Most important, the argument is that user-defined operators have
PROVEN THEMSELVES IN PRACTICE in several languages.  Erlang is almost
alone amongst functional languages in not allowing them.  They really
do provide a welcome increase in readability *some of the time*.

	We are trained through the mathematics we took
	in school to use non-alphanumeric symbols as operators and that
	is just what we shall do when we get to make up our own.
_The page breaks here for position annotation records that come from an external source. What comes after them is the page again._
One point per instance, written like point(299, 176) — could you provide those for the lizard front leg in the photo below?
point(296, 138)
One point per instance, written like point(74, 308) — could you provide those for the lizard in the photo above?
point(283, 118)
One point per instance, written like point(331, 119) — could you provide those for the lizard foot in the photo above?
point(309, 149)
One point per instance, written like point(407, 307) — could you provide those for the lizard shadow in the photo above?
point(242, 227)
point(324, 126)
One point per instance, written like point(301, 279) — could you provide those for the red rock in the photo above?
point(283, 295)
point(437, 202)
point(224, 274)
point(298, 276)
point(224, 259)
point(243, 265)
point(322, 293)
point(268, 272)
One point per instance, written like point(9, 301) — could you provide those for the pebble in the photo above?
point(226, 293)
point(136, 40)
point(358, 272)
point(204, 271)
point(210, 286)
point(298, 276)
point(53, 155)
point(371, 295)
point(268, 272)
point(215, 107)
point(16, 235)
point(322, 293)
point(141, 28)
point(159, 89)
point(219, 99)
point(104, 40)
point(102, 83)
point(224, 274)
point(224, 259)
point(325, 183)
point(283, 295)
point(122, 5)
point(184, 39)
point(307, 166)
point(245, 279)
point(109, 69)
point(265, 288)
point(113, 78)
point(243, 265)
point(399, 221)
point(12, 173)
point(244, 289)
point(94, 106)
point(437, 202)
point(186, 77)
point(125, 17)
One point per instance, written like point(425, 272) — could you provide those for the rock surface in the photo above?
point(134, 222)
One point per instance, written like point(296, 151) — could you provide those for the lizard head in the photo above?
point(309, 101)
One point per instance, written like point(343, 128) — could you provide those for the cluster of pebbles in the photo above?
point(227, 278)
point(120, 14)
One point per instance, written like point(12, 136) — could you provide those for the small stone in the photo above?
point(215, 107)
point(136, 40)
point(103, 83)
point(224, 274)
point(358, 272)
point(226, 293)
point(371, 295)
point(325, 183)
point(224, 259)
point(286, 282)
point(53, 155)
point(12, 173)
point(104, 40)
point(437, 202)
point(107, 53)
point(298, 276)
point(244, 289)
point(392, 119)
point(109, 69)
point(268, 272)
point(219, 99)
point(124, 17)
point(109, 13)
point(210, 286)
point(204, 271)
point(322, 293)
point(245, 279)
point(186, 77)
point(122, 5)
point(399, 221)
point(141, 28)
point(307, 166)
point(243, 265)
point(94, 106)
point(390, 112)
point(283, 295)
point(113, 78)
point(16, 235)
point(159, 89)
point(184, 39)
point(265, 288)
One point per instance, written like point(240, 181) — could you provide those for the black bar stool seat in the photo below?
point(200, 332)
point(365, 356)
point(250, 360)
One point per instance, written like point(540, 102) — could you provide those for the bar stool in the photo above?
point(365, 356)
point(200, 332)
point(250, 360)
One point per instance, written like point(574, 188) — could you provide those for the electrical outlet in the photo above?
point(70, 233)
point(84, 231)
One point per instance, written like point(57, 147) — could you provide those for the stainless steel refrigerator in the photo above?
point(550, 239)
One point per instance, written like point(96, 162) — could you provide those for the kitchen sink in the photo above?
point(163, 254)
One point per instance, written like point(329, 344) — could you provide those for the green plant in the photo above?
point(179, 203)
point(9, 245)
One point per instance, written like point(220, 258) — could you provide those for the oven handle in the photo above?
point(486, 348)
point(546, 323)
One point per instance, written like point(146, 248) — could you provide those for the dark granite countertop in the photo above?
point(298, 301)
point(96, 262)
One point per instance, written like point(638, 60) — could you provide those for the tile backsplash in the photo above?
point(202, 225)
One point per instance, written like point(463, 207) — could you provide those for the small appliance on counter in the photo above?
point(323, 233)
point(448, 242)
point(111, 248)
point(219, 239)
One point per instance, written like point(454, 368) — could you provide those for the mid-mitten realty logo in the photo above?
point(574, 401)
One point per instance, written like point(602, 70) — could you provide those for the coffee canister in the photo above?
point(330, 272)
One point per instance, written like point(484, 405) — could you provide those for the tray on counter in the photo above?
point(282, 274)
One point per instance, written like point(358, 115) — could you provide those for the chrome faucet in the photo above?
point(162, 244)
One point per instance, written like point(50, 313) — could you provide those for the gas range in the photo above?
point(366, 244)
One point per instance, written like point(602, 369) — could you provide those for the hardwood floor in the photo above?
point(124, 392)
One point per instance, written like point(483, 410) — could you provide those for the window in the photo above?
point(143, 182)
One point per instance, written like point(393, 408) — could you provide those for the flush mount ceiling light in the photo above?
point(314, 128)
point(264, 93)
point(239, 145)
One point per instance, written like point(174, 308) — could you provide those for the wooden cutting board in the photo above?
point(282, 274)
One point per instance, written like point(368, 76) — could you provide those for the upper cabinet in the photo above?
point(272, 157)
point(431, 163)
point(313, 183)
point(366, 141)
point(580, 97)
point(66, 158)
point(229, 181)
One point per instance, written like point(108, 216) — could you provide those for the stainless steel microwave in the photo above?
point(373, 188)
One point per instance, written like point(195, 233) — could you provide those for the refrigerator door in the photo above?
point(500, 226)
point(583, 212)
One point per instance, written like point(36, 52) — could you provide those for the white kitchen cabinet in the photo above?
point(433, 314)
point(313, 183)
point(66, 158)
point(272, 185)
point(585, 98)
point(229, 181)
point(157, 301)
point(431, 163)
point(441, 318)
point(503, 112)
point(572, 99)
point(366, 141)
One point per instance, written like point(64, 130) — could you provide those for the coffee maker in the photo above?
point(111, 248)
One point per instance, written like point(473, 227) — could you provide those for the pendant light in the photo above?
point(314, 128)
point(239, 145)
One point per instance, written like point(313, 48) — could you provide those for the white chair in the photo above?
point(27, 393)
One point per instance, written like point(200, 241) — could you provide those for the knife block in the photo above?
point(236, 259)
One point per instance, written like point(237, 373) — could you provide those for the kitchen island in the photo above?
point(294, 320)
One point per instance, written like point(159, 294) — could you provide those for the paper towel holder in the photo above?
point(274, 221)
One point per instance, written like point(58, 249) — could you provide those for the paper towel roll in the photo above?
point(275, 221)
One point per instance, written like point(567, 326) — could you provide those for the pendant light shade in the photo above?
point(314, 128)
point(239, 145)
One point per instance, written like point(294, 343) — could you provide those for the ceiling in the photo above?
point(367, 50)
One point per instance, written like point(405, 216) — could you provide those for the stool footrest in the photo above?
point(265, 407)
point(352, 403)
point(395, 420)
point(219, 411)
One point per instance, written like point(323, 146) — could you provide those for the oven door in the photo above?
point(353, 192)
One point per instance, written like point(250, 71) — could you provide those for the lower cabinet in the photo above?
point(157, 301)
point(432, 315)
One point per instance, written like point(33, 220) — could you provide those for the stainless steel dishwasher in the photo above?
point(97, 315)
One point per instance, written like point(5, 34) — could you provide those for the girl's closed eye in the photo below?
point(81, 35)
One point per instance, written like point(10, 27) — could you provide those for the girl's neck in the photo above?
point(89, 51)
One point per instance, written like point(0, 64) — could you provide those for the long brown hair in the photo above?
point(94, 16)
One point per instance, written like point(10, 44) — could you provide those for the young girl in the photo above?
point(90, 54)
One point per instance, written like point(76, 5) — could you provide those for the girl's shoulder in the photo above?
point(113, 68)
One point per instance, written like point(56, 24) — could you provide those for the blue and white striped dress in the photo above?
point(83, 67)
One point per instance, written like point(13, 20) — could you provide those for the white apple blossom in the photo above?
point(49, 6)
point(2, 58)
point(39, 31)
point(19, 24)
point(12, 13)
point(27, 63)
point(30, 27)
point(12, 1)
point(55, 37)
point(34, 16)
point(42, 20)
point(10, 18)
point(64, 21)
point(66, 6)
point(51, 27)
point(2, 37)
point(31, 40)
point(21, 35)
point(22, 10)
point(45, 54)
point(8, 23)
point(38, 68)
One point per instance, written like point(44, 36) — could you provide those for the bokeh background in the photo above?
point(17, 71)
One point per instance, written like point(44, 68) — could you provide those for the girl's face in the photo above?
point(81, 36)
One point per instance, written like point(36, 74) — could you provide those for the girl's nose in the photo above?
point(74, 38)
I'm sorry that you think Erlang is so bad.  Look at the following
list of operators, culled from the 5.3 reference manual:

    Familiar from school:
	= < > + -
    Not familiar from school:
	* (should be x) / (should be -:-)
	== /= =< >= =:= =/= ++ -- : # !
    Not familiar from school and alphabetic:
	bnot div rem band bor bxor bsl bsr
	not and or xor orelse andalso catch
5+13+15
If familiarity from school were a tolerable criterion for what should
be allowed as an operator, only 5 of Erlang's 33 operators would be
allowed.

If "non-alphanumeric symbols" were a tolerable criterion for what
should be allowed as an operator, nearly half (15) of Erlang's
existing operators would be forbidden.

In short, this diktat is definitely NOT "in keeping with the theme
and syntax of Erlang".  The Erlang designers rejected it entirely,
as do I.

	If I want to deal with refactoring peoples code that looks like
	a bunch of cryptic symbols between strings and numbers where the
	symbols do different things depending, then ... well I don't
	want to deal with code like that so I will put my vote in for
	only having to deal with cryptic functions from time to time and
	for keeping things just the way they are.

I can only characterise this as scaremongering.
The proposal I'm arguing for *FORBIDS* "cryptic symbols" as operator
names.   And operators would not and could not "do different things
depending" to any greater extent than Erlang functions already can
and do.  Allowing alphameric function names to be used as operators
wouldn't make Erlang in no way harder to read or maintain, and it
really is *not* good enough to make wild statements saying that they
could.

I repeat:

> I'm tired of scaremongering about how bad things *could* get, when
> Haskell and Fortran experience shows that they *don't* get bad, and
> when they *can't* get bad in some of the alleged ways.